Examples of tropes exhibited by NaNoToons (a comic about NaNoWriMo that used to be hosted on the website, now hosted here as of 2012):
- Dumb Blonde - Bea and Carol.
Jen: Haven't you always wanted to write a book?Carol: Not in a month.
- She Is Not My Girlfriend: Victoria says this about her fellow ML Andrew, and even her real boyfriend Dave makes fun of her for it.
- Humanity Is Insane - At least the part that is devoted to NaNoWriMo (which is all of the cast except Dave).

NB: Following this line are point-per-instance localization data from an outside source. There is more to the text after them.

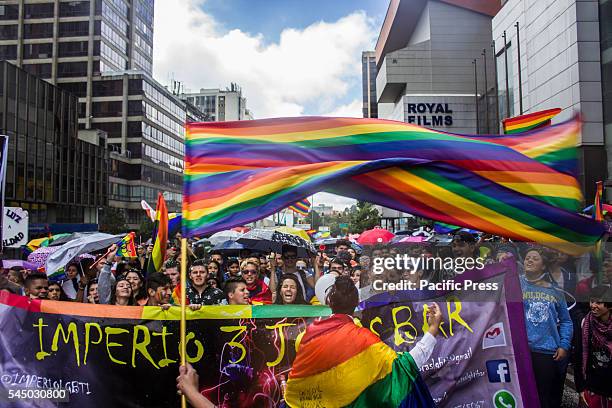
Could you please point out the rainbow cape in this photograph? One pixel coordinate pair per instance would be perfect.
(530, 121)
(301, 207)
(332, 371)
(517, 186)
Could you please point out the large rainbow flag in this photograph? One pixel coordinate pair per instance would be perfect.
(518, 186)
(330, 371)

Dave: Are all NaNo people crazy?
- I Resemble That Remark!: Invoked, sort of used.
- Minimalist Cast - In 2010, only four characters are ever named: Dave, Rob, Jen and Victoria the ML.
- Averted in 2011: now we also see Andrew, Bea and Carol.
- Missing Episode - A good deal of 2010 daily NaNoToons are hosted only on the Toronto NaNo website.
- Pirates Who Don't Do Anything - The 2012 Na No Toons joke that the characters don't seem to be writing very much.
- Two Gamers on a Couch - Dave and Rob.